GIVEN single-threaded ConcurrentMessageListenerContainer with AckMode MANUAL_IMMEDIATE and syncCommits enabled.
WHEN One of the application instances shuts down (its consumer leaves the consumer group)
THEN The consumer group is rebalanced so that the remaining consumer gets all of the partitions.
WHEN The first application instance starts again (its consumer joins the consumer group).
THEN The consumer group is rebalanced so that each consumer gets half of the partitions.
THEN A handful of messages are successfully consumed by both consumers.

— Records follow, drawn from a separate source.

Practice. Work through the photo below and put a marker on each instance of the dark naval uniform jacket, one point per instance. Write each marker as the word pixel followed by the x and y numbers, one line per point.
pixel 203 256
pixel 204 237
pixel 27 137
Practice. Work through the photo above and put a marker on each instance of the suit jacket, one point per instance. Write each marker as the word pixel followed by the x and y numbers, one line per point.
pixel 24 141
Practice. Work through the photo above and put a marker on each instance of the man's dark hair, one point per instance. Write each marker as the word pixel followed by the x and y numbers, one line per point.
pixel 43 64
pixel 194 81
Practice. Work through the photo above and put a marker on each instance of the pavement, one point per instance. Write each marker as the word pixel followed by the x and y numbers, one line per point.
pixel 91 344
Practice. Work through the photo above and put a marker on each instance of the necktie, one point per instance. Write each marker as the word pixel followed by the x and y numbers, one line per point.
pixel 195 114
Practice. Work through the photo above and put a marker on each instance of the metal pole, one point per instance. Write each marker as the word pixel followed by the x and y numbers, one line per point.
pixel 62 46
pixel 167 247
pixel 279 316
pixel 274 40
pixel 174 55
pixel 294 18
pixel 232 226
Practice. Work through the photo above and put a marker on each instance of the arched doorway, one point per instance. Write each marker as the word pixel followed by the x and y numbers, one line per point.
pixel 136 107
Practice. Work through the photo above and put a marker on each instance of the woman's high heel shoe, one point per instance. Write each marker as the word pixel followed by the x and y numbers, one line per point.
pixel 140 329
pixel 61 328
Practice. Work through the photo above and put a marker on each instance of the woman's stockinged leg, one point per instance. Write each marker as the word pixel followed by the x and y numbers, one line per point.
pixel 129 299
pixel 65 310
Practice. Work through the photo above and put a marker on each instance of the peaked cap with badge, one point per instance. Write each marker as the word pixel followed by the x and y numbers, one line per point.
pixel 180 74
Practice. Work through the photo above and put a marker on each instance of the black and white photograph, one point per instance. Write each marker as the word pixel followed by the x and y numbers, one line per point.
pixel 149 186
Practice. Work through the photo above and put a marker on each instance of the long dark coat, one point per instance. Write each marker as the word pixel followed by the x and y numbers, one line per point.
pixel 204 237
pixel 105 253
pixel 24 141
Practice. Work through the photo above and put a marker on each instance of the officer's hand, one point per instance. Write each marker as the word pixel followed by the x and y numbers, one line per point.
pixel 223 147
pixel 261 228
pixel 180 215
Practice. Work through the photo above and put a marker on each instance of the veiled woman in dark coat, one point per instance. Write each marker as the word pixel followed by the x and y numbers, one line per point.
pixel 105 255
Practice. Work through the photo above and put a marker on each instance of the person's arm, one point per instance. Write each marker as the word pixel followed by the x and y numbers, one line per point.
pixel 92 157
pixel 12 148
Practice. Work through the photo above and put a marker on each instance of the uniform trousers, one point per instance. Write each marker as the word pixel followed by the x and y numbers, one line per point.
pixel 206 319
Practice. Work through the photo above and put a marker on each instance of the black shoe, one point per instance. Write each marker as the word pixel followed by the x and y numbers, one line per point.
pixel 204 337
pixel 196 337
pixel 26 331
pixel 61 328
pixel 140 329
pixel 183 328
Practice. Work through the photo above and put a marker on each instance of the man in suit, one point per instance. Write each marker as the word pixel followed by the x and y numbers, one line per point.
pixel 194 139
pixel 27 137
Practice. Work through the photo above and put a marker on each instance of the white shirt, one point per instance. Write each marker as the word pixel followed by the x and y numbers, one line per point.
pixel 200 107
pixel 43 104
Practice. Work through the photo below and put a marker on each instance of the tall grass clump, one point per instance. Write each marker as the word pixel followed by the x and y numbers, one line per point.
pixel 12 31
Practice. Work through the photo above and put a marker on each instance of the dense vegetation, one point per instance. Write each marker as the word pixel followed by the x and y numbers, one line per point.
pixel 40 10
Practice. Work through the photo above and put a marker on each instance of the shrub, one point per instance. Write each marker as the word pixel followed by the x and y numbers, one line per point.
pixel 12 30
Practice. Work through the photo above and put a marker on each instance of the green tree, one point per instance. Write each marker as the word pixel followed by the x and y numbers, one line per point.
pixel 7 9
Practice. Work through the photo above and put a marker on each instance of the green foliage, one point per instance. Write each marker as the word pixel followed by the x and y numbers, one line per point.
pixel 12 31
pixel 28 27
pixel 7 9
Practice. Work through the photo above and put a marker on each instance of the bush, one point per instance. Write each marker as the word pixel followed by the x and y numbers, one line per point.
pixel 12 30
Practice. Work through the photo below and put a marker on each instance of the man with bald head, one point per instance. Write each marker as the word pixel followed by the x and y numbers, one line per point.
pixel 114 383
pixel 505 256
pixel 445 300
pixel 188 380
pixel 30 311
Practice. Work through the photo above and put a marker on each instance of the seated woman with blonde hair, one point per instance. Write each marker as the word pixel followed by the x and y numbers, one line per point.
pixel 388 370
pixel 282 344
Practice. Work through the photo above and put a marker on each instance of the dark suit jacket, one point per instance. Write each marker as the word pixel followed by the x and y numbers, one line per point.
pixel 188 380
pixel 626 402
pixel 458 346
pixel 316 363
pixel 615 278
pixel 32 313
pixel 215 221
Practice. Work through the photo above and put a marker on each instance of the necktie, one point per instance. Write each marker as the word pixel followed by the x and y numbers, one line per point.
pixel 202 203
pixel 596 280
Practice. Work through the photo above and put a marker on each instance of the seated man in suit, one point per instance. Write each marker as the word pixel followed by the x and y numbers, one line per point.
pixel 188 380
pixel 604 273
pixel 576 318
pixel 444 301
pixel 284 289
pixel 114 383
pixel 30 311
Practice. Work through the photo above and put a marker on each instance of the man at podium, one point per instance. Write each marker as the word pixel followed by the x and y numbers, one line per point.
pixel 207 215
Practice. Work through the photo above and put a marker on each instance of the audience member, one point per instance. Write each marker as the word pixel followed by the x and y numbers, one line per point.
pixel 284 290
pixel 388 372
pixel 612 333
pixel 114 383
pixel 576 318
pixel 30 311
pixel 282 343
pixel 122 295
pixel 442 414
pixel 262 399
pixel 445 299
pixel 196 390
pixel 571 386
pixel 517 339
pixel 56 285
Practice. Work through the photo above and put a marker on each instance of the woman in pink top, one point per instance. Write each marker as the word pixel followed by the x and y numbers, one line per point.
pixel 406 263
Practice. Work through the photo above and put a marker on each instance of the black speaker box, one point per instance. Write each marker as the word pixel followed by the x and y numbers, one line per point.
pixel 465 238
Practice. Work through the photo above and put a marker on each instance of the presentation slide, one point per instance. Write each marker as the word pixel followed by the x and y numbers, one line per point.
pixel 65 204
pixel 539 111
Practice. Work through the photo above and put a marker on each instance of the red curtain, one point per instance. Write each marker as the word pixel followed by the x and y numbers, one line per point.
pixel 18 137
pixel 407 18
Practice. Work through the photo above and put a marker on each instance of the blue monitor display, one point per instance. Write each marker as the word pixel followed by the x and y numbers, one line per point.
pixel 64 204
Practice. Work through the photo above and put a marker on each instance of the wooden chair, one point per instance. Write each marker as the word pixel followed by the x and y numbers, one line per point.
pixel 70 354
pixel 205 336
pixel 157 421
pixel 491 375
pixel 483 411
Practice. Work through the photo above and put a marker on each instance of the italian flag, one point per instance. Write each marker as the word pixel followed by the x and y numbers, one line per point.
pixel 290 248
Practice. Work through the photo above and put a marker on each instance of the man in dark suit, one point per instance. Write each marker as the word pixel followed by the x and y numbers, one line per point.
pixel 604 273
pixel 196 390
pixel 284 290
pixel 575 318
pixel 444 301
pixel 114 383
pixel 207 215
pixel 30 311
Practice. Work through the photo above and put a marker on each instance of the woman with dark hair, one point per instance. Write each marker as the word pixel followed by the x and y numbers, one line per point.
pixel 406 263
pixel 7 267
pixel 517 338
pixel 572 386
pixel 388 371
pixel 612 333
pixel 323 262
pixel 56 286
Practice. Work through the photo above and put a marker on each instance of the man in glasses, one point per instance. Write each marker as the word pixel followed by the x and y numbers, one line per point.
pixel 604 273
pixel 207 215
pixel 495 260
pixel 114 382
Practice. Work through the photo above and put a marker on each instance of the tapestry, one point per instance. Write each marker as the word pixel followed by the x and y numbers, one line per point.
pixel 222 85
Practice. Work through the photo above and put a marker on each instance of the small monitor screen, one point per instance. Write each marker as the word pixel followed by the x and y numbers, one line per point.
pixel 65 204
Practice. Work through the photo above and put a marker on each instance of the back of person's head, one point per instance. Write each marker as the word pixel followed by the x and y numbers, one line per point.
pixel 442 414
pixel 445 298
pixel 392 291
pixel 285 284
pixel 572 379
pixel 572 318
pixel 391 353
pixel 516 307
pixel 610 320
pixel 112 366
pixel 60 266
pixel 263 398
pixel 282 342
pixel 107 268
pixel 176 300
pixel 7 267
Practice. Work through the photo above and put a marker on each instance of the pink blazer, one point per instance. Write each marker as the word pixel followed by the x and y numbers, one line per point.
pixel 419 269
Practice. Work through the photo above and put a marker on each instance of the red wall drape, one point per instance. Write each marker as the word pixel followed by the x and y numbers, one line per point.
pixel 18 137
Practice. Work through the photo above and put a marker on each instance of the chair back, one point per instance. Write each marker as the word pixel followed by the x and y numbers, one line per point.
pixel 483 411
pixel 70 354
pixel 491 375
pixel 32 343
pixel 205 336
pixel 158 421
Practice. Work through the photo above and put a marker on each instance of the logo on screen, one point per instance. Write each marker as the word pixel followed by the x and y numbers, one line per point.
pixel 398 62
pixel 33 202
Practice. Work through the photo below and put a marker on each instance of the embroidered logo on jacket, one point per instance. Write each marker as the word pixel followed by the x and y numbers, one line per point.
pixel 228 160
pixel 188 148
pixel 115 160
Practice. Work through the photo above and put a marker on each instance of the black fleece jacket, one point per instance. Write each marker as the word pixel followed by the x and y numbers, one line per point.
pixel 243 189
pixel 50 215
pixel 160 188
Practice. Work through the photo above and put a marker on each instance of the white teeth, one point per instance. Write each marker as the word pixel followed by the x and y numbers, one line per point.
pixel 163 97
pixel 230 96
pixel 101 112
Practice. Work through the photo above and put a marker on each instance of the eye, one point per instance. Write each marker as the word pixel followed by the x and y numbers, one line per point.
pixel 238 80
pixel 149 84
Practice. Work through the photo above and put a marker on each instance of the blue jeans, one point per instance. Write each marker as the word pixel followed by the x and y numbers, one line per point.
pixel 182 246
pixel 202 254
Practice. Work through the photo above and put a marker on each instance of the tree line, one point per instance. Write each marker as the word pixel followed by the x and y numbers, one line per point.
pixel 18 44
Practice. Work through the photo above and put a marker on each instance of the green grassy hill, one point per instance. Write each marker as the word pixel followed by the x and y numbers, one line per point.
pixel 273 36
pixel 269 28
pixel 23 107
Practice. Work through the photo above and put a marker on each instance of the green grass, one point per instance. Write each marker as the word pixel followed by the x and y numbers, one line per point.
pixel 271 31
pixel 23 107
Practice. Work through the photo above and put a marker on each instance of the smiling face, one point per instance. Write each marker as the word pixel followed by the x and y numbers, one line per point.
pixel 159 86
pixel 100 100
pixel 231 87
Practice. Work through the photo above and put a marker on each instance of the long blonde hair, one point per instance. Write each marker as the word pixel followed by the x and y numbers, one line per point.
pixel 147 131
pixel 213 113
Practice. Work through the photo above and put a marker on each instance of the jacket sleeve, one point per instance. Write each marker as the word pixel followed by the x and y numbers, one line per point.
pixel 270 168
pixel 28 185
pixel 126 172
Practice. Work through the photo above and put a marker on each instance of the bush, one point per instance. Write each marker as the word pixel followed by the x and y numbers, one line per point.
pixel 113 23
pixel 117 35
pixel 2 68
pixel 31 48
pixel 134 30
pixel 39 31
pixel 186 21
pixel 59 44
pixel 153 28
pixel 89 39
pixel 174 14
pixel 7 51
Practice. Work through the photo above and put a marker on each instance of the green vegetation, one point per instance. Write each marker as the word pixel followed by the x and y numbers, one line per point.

THEN The consumer that gets half of its partitions revoked logs one or more of this type of message before the partition revocation is logged:
2022-11-17 08:24:21,809 INFO [consumer-0-C-1] o.a.k.c.c.i.ConsumerCoordinator [ConsumerCoordinator.java:1156] [Consumer clientId=consumer-xms-batch-mt-callback-3, groupId=xms-batch-mt-callback] Failing OffsetCommit request since the consumer is not part of an active group
This happens sometimes when executing a test case with application instance restart during moderate traffic load (consumption of 1000 records per second). By contrast, when there is no duplication, the partition revocation is logged first and only after that there are log entries for failing offset commits.
To Reproduce
- Set up two KafkaMessageListenerContainers with BatchAcknowledgingMessageListeners, belonging to the same consumer group, consuming from the same topic with at least two partitions, with non-default consumer configuration settings
heartbeat.interval.ms = 1500
andsession.timeout.ms = 6000
. - Start sending records with a serialized payload of roughly 100 bytes at a rate of 1000 per second.
- Stop one of the consumers, wait for a minute, then start it again.
In our test setup this triggers duplicate consumption of a handful of messages roughly two times out of 10.
Expected behavior
All produced records are only consumed once by either consumer.
Sample
TBD.